R·ex / Zeng


MUGer, hacker, developer, amateur UI designer, punster, Japanese learner.

A Ghost Bug Caused by Use Zoom For DSF

When we are writing a project, we will produce some bugs. As the saying goes, "the first step in solving a bug is to reproduce it", but what if we encounter a ghost bug (a bug that cannot be stably reproduced)? How to solve it?

The Phenomenon of the Bug

We have a project that is open to the public, and one of the pages displays various statistical charts. When we were still celebrating the completion of the project on time, QA came over and said that the separator lines between rows in a table on the page disappeared:

The disappeared separator lines

But after debugging many times, we finally found that a sentence that had been heard for a long time was finally put to use:

Works on my machine... What the hell.

Yes, this is a ghost bug, because I found that on my colleague's computer, as long as we refresh the page enough times, it will be reproduced once or twice. Unlike projects like the operation platform, this is the second platform of our team that is open to the public, any problems that may affect the style and experience of the public platform must be fixed.

Step by Step Attempts

Attempt to Reproduce Stably

After many investigations, we did not find any CSS issues: the computed style of the cell has border-top, and there is no background and overflow: hidden, indicating that it is not covered by any element.

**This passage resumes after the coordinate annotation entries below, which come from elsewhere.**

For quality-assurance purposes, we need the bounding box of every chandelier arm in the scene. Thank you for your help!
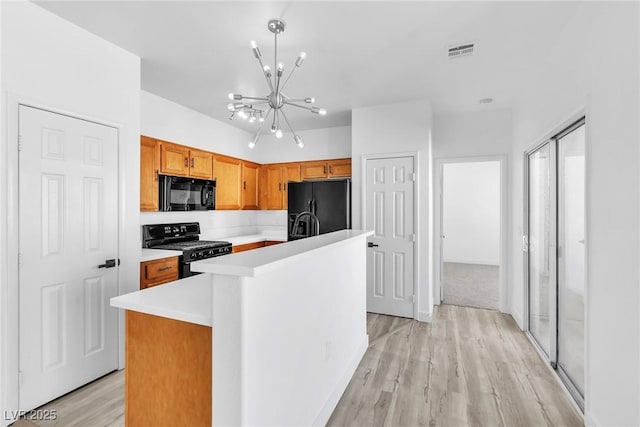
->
[282,100,312,111]
[258,57,273,92]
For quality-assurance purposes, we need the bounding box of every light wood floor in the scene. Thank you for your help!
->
[14,305,583,427]
[328,305,583,427]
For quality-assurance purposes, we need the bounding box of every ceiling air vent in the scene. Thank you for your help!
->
[449,43,473,59]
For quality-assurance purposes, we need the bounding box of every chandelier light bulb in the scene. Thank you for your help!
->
[296,52,307,67]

Well, since it doesn't seem to be a code problem and it can't be stably reproduced, let's try to analyze and search for possible causes.

Attempt to Analyze

This table is located at the bottom of the page, and there is a Metrics module above it. In the few times when the phenomenon was accidentally reproduced, I found that the table lines were there at the moment the page was loaded, but when the data of the Metrics module above was loaded and the table was slightly pushed down, the separator lines disappeared.

The whole page

Since the problem only occurs when it is pushed down, could it be caused by physical pixels?

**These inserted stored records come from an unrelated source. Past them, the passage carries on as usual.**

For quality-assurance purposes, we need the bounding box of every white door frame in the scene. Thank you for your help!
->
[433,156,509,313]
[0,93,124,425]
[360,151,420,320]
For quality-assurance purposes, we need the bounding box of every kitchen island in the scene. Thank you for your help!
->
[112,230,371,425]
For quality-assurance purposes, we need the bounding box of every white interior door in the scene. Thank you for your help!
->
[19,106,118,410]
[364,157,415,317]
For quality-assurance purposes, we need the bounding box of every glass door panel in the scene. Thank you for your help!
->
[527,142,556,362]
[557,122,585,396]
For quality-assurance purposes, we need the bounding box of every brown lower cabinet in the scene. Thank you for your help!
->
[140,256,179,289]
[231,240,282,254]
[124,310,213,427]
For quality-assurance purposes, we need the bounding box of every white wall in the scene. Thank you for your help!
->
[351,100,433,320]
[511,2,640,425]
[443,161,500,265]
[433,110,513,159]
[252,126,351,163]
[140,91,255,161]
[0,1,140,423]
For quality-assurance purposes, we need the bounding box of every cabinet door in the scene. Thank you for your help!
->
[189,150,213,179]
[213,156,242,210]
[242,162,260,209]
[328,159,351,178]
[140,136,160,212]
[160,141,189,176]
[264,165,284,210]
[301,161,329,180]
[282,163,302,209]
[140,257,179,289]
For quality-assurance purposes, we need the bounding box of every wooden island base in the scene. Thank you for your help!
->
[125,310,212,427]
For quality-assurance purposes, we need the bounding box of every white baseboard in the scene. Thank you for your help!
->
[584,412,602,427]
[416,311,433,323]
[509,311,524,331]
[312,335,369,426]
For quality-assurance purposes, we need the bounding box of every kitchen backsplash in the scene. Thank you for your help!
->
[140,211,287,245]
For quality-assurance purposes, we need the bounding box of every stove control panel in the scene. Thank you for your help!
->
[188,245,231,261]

I remembered that a colleague had asked me a question before:

In Chrome, when the zoom is 75%, the plus icon in the Button component only has a vertical line left, and the horizontal line disappears. This problem is relatively easy to explain: in Chrome's view, the physical pixels of the screen cannot be decimals, so all pixels are converted to integers during rendering. This may cause the vertical coordinates of the upper and lower edges of the horizontal line in the plus sign to be equal after rounding under certain zoom and positioning conditions. For example, after calculation, the Y coordinate of the upper edge is 80.5px, and the Y coordinate of the lower edge is 81.25px, so the lower edge is rounded down and the upper edge is rounded up, both are 81px, and the horizontal line disappears.

But not all horizontal lines will disappear (otherwise the whole page will change when zoomed), for example, the Y coordinate of the upper edge is 81.25px, and the Y coordinate of the lower edge is 82px, at this time, the upper edge is rounded down and the lower edge is rounded up, one is 81px and the other is 82px, so a 1px wide horizontal line will be displayed on the screen.

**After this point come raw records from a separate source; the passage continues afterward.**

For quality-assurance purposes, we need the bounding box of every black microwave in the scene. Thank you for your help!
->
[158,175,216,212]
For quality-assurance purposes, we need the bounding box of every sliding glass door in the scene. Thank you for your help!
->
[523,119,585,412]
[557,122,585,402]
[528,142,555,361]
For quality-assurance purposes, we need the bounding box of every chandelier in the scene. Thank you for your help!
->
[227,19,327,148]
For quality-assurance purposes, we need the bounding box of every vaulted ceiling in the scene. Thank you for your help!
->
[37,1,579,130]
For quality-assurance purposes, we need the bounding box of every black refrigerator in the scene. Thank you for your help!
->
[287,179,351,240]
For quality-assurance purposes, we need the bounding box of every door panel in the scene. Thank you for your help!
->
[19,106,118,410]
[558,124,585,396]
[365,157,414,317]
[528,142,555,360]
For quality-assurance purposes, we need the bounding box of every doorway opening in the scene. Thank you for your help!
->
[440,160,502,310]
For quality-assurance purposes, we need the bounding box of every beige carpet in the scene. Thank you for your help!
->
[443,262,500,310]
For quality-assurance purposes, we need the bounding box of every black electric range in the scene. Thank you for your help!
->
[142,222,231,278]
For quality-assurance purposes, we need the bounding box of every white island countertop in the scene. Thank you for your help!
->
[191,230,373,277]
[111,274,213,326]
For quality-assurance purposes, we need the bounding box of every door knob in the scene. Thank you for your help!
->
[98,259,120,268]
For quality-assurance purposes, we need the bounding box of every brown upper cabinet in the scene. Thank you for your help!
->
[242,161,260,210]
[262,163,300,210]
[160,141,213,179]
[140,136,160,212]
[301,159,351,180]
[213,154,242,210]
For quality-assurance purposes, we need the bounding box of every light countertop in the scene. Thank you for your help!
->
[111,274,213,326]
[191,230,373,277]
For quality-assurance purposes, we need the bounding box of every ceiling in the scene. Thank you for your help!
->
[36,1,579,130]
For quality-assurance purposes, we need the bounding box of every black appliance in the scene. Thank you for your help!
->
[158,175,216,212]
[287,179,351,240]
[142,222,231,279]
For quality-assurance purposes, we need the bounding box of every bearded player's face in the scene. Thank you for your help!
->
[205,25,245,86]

It is important to note the difference between "physical pixels" and "subpixel rendering". An example of "subpixel rendering" is: on a non-high-resolution screen, if an element with an odd number of pixels in width (e.g. 251px) is set to translateX(50%), it will become blurry. This situation is less likely to occur on high-resolution screens.

Following this line of thought, I looked around at everyone's devices and found that our Chrome browsers were all placed on Mac retina screens, but the colleague who could reproduce it placed Chrome on a 1080P monitor. This basically confirms that this bug is related to physical pixels.

Attempt to Search

After a Google search, I found a tweet from EvanYou on Twitter saying that Chrome seems to have a bug recently, where a sticky element with position: sticky will shake when the page is scrolled, and occasionally there will be a 1px gap at the top of the page:

EvanYou's tweet

In the replies, I saw a crbug link: Issue 1076036: 1px gap with sticky positioning and mouse-wheel scrolling, which is similar to the tweet, saying that there is an element on the page with position: fixed and top: 0, but occasionally there will be a 1px gap above the element when the mouse is scrolled.

The comments below said that Chromium has a flag called Use Zoom For DSF, which was always enabled in previous versions, but was disabled in recent versions due to some problems. If you want to re-enable it, you can add the --enable-use-zoom-for-dsf parameter when starting Chromium. I tried it and found that the problem was indeed gone.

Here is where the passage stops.